Five weeks and 19 interviews later, presumptive Democrat presidential nominee Joe Biden has not been asked directly about the substantiated sexual assault accusations from Tara Reade.
Joe Biden might not be guilty. But the corporate media is.
Here’s what we know. We know Tara Reade alleges that in 1993 her boss, Sen. Joe Biden, sexually assaulted her, and we know that five people have thus far corroborated that she told them about this at the time. We know that, and we know that Vice President Biden denies committing sexual assault, and further, denies his office even received a complaint.
Next, we know that Reade has demanded Biden open his sealed Senate records, which should contain a report if one was filed, and that Biden has thus far refused.
Finally, we know that the corporate media ignored and manipulated this story for weeks and that some still remain silent on it. Just Wednesday morning, one popular Washington newsletter got to the subject after 14 more important stories, choosing to characterize it as “The Story That’s Not Going Away.”
It’s a difficult spot for corporate media to be in. For months, liberal guests, anchors, and reporters at CNN, MSNBC, CBS, NBC, ABC, The Washington Post, The New York Times, and elsewhere propped up Biden’s candidacy against Sen. Bernie Sanders. With a baggage train that stretches to Beijing, and well into a public cognitive decline, he was not the ideal Democratic candidate.
He didn’t embody youth, he wasn’t black, and he’s wasn’t a woman for three, but he also wasn’t gay, broke, or deeply unlikable. Finally, he wasn’t a communist. Or to sum it all up, he seemed the safest bet.
Or was he?
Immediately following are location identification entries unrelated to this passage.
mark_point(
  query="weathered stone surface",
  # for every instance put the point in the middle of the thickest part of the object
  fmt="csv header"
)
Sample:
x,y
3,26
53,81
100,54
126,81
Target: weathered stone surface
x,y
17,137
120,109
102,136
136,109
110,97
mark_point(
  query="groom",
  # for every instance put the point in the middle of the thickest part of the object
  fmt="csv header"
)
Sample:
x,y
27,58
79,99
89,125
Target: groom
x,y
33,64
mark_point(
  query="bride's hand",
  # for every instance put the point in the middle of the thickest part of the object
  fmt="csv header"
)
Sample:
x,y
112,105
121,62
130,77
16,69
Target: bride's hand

Shortly after Sanders was defeated and all declared well, it began to unravel, first with strange interview after strange interview, and then boom: With a five-times corroborated sexual assault allegation. Tough to ignore, right? You’d think so. But maybe not.
The Washington Post interviewed Reade shortly after she made her first, less serious allegation of uncomfortable touching in an essay in April 2019, but didn’t publish the interview. In March 2020, Reade went public with accusations of sexual assault, but still nothing from the Post. The Post did eventually publish — after The New York Times ran a story on the accusations, which was almost three weeks after she went public. The Times editor in chief then admitted the paper quietly edited its story under pressure from the Biden campaign.
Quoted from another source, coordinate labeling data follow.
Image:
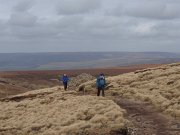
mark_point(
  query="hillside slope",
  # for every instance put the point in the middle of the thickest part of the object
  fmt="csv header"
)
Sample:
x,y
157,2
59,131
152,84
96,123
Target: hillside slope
x,y
53,112
159,86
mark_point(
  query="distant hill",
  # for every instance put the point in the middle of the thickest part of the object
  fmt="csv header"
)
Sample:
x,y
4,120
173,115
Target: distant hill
x,y
78,60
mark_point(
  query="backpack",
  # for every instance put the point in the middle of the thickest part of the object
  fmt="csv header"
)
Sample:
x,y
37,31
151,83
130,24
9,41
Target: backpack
x,y
101,82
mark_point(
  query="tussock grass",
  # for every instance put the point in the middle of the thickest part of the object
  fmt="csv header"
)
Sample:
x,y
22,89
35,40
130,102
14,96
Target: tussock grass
x,y
52,111
159,86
A Washington Free Beacon review of all 10 interviews with the vice president in the three weeks after the accusation found nary a question on the charge. On April 16, 24 days after the allegation, a CBS reporter asked Sanders what he thought, but even then couched the question, asking about Sanders ally Rep. Alexandria Ocasio-Cortez saying “she thinks its legitimate and relevant to talk about sexual assault allegations against Joe Biden.”
“Do you agree?”
Biden had yet to face one direct question.
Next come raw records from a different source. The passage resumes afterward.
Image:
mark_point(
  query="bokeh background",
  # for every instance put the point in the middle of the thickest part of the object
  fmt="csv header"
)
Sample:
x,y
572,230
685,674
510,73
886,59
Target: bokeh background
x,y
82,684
It was still another day before CNN reported on the story at all, couching their coverage as “Democrats [grappling] with questions” about the accusation.
On Sunday, not a single morning show mentioned the news. On Monday, The Washington Post’s story was titled, “Trump allies highlight new claims regarding allegations against Biden.” By Tuesday, five weeks into the story, a Media Research Center analysis found 24-hour news network CNN had spent shy of 15 minutes on the story, PBS had spent seven minutes, MSNBC had spent less than five minutes, CBS had spent one minute, and NBC and ABC, zero seconds.
Five weeks and 19 interviews later, Biden has not been asked.
The coverage stands in stark, vivid, bloody contrast with the corporate media’s crucifixion of Justice Brett Kavanaugh — a man accused by two women, one of whom could not prove she’d ever met the judge, and the other, whose accusations were not corroborated by a single source.
In the 12 days after Kavanaugh’s first accuser was revealed, ABC, CBS, and NBC spent nearly six hours on the story, and CNN and MSNBC declared him guilty. The Federalist’s Mollie Hemingway chronicled the differences in coverage exhaustively here.
There’s a lesson in this contrast. The corporate news media doesn’t care about women, nor truth. They care about ruling and will sacrifice any offering that gets them closer to it. Victims of sexual assault both real and imagined, they’re just bodies on the altar — unless the accused is in a protected class. Eat your hearts out, Aztecs.
It’s not just Biden and Kavanaugh. It’s the reason anchors, reporters, and executives at nearly every corporate channel, newspaper, and even NPR have been accused of sexual harassment, assault, or rape over the past five years, but only Roger Ailes is the subject of a miniseries and a feature film.
Sexual assault is serious business. It shames victims, destroys families, and ruin lives. Unfortunately, for too many in politics and the corporate media, sexual assault is serious business as usual.
Joe Biden might not be guilty. But the corporate media damn well is.